From that point onward, all references to Cat
are valid and can be assumed to
be initialized.
Unfortunately calling assume_init
on the actual value of Cat
is not
possible because the compiler treats that as a move - which makes sense since it
takes a type and returns another. But that's mostly a limitation of how we're
doing things - not what we're doing.
indirect in-place construction
Now what happens if there is a degree of indirection? What if rather than
construct just a Cat
, we want to construct a Cat
inside of a Bed
. We would
have to take the memory location of the outer type, and use that as the location
for the inner type. Let's extend our first example by doing exactly that (playground):
use std::ptr::addr_of;
struct Bed { cat: Cat }
impl Bed {
fn new() -> Self {
let cat = Cat::new(4);
Self { cat }
}
}
struct Cat { age: u8 }
impl Cat {
fn new(age: u8) -> Self {
let this = Self { age };
dbg!(addr_of!(this)); // ← first call to `addr_of!`
this
}
}
fn main() {
let bed = Bed::new();
dbg!(addr_of!(bed)); // ← second call to `addr_of!`
dbg!(addr_of!(bed.cat)); // ← third call to `addr_of!`
}
If we run the program it will print the following:
[src/main.rs:15:9] addr_of!(this) = 0x00007fff3910702f
[src/main.rs:22:5] addr_of!(bed) = 0x00007fff391071b7
[src/main.rs:23:5] addr_of!(bed.cat) = 0x00007fff391071b7
Adapting our return-based example to preserve referential stability is once
again very mechanical. Rather than returning Self
from a function, we pass
a mutable reference to MaybeUninit<Self>
. In for Cat
to be constructed in
Bed
, all we have to do is make sure Bed
contains a slot for Cat
to be
written to.

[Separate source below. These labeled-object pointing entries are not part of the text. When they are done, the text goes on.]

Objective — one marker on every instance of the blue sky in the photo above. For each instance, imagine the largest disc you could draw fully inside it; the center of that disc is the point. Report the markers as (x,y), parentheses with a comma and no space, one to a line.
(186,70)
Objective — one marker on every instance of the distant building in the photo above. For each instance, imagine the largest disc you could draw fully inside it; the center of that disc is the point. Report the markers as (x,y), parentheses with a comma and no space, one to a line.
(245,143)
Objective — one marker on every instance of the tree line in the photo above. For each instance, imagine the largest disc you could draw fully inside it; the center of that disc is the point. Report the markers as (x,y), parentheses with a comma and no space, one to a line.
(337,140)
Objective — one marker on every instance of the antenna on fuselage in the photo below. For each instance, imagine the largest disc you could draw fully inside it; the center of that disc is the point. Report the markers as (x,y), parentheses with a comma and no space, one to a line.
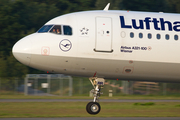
(107,7)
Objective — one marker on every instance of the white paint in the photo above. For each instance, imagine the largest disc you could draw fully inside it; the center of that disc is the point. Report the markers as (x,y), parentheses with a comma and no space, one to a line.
(100,53)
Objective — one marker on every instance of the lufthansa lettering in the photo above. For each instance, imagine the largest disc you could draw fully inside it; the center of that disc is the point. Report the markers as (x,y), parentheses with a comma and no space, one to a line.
(159,24)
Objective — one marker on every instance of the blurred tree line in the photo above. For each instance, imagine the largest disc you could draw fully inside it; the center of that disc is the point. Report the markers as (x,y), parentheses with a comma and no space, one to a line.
(19,18)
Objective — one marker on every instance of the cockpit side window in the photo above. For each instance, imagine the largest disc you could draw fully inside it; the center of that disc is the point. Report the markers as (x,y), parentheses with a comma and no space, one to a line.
(67,30)
(45,28)
(56,29)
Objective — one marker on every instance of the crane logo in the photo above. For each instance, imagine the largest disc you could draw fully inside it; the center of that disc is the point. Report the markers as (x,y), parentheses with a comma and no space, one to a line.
(65,45)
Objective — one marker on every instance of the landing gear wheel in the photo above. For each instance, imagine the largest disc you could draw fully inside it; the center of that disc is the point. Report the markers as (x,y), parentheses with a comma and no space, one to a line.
(93,108)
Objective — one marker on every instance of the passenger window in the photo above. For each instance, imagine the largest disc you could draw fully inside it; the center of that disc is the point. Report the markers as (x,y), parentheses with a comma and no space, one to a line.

Put together we end up with the following (playground):
use std::ptr::{addr_of, addr_of_mut};
use std::mem::MaybeUninit;
struct Bed { cat: MaybeUninit<Cat> }
impl Bed {
fn new(slot: &mut MaybeUninit<Self>) {
let this: *mut Self = slot.as_mut_ptr();
Cat::new(4, unsafe { &mut (*this).cat });
}
}
struct Cat { age: u8 }
impl Cat {
fn new(age: u8, slot: &mut MaybeUninit<Self>) {
let this: *mut Self = slot.as_mut_ptr();
unsafe {
addr_of_mut!((*this).age).write(age);
dbg!(addr_of!(*this)); // ← second call to `addr_of!`
};
}
}
fn main() {
let mut slot = MaybeUninit::uninit();
dbg!(addr_of!(slot)); // ← first call to `addr_of!`
Bed::new(&mut slot);
let bed: &mut Bed = unsafe { (slot).assume_init_mut() };
dbg!(addr_of!(*bed)); // ← third call to `addr_of!`
}
Which if we run the program will print the following addresses. These are all
the same because Cat
is the only field inside of Bed
, so they happen to
point to the same memory location:
[src/main.rs:23:5] addr_of!(slot) = 0x00007fff8271d86f # first call
[src/main.rs:17:9] addr_of!(*this) = 0x00007fff8271d86f # second call
[src/main.rs:26:5] addr_of!(*bed) = 0x00007fff8271d86f # third call
future possibilities
If we squint here it's not hard to see how this could be converted into a
language feature. In this post we've mechanically performed a transformation by
hand. Rather than returning a type T
from a function, we're taking a &mut MaybeUninit<T>
and writing into that. It feels like it's basically just a
spicy return; and it seems like something we could introduce some kind of
notation for.
Though admittedly things get trickier once we want to also enable self-references, perform phased initialization, immovable types, and so on. But those all depend on being able to write to a fixed place in memory - and it feels like perhaps these are concepts which we can decouple from one another? Anyway, if we just take in-place construction as a feature, I think we might be able to get away with something like this for our first example:
use std::ptr::addr_of;
struct Cat { age: u8 }
impl Cat {
fn new(age: u8) -> #[in_place] Self { // ← new notation
Self { age }
}
}
fn main() {
let cat = Cat::new(4);
// ^ cat was constructed in-place
}
This is obviously not a new idea - but it stood out to me how simple the actual underpinnings of in-place construction seem. The change from a regular return to an in-place return feels mechanical in nature - and that seems like a good sign. For good measure let's also adapt our second example:
use std::ptr::addr_of;
struct Bed { cat: Cat }
impl Bed {
fn new() -> #[in_place] Self { // ← new notation
Self { cat: Cat::new(4) }
// ^ cat was constructed in-place
}
}
struct Cat { age: u8 }
impl Cat {
fn new(age: u8) -> #[in_place] Self { // ← new notation
Self { age }
}
}
fn main() {
let bed = Bed::new();
// ^ bed was constructed in-place
}
Admittedly I haven't read up on the 10-year discourse of placement-new, so I assume there are plenty of details left out that make this hard in the general sense. Things like heap-addresses and intermediate references. But for the simplest case? It seems surprisingly doable. Not quite something which we can proc-macro - but not far off either. And maybe scoping that as a first target would be enough? I don't know.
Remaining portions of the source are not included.